Detects runs stuck in RUNNING/QUEUED after a process restart and marks them as SYSTEM_ERROR.

reconcile_runs() runs at startup (before init_db()) and periodically in the background (at the snapshot interval, default: 30 minutes). For each run in a non-terminal state, it reads run.pid and checks process liveness via os.kill(pid, 0):

PID file	Process alive	Action
Present	Yes	Skip (running normally)
Present	No	Set `SYSTEM_ERROR` (reason: "process vanished")
Absent	N/A	Set `SYSTEM_ERROR` (reason: "no pid file")

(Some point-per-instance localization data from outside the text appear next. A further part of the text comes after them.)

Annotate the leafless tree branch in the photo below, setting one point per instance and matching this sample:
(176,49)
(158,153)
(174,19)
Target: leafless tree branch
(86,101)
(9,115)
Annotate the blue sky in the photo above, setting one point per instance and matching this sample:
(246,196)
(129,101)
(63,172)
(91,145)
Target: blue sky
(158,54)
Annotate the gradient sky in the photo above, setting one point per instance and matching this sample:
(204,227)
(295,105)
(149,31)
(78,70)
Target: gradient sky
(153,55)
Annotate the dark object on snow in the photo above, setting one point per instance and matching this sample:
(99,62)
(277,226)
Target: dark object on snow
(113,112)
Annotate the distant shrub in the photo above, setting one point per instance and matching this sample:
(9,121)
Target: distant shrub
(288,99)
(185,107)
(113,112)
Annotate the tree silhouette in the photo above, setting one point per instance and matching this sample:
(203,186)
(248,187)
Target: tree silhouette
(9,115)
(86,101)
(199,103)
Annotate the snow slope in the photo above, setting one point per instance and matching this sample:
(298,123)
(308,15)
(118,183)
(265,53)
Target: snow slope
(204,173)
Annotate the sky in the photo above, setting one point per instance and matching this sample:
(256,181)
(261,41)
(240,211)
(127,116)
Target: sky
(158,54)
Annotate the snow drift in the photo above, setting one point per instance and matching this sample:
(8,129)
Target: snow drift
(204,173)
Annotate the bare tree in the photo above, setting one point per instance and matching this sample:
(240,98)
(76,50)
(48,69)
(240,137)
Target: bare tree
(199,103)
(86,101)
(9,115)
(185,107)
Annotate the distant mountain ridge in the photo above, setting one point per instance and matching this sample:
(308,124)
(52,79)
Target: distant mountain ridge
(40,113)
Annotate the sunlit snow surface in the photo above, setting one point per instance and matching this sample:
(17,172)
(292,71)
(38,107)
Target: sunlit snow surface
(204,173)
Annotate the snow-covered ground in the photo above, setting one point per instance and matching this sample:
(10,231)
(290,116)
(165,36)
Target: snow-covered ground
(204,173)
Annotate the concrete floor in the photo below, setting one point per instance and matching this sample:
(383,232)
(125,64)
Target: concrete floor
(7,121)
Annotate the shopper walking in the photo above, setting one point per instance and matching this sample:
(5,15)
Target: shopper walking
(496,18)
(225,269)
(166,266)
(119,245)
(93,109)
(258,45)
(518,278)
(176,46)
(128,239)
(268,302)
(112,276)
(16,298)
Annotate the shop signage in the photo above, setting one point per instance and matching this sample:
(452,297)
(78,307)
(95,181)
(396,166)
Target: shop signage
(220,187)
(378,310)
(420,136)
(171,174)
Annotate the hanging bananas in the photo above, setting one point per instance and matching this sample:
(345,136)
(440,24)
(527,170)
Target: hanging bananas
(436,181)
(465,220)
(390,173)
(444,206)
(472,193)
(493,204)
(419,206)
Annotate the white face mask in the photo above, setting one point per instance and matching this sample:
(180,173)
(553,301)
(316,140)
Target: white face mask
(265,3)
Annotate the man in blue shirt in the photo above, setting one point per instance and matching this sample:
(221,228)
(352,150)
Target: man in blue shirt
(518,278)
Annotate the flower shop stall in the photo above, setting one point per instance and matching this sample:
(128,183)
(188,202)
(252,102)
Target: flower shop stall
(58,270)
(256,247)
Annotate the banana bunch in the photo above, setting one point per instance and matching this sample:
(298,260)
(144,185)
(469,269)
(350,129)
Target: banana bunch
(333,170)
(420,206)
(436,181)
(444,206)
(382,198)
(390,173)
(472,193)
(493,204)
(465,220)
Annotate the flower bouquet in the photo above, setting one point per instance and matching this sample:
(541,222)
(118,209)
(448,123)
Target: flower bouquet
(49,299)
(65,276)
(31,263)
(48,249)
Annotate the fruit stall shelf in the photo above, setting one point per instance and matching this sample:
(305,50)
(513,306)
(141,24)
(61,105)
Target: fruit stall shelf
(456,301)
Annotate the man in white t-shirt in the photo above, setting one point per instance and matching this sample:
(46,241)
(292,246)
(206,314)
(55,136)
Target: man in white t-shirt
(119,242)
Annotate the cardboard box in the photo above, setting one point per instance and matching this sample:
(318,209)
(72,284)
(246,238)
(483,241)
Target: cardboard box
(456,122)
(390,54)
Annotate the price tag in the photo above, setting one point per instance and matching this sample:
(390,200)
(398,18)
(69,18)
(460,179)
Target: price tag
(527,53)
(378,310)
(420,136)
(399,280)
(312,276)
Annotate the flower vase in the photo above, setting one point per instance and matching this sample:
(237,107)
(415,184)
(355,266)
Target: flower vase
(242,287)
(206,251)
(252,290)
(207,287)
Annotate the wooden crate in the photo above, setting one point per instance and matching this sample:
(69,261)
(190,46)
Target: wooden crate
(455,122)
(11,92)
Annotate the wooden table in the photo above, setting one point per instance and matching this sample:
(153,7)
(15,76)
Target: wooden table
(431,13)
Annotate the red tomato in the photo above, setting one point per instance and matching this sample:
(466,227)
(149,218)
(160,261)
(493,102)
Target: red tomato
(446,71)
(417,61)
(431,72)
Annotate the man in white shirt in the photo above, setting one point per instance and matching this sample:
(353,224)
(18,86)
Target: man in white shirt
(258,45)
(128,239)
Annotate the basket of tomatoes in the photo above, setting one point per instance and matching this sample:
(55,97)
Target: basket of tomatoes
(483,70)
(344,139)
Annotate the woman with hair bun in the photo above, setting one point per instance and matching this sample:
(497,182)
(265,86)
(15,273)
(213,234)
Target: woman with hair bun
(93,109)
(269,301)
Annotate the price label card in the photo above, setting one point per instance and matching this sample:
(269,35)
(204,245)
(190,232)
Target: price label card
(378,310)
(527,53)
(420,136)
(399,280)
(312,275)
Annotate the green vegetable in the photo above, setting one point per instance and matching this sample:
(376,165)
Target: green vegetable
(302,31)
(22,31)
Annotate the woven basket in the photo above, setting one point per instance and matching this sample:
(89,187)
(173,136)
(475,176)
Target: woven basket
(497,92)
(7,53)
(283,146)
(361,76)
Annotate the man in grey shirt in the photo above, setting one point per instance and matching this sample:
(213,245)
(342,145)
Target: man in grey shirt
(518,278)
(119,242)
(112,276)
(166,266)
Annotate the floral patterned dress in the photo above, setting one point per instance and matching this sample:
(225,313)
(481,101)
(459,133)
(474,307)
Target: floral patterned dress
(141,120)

Runs in terminal states (COMPLETE, EXECUTOR_ERROR, SYSTEM_ERROR, CANCELED, DELETED) and UNKNOWN are skipped. For each reconciled run, state.txt is set to SYSTEM_ERROR, the current timestamp is written to end_time.txt, and the reason is logged to system_logs.json.

SQLite Index¶

The SQLite database (sapporo.db) is an index, not a data store. It is rebuilt at a configurable interval (default: 30 minutes) by a background asyncio task that scans the run directories, and can be deleted at any time without data loss. It exists solely to make GET /runs (list all runs) fast. Individual run queries (GET /runs/{run_id}) always read from the filesystem.

RO-Crate¶

After each run completes (or fails at the executor level), the service generates RO-Crate metadata (ro-crate-metadata.json). See RO-Crate for the full specification including conformance profiles, entity graph, custom properties, bioinformatics extensions, and validation.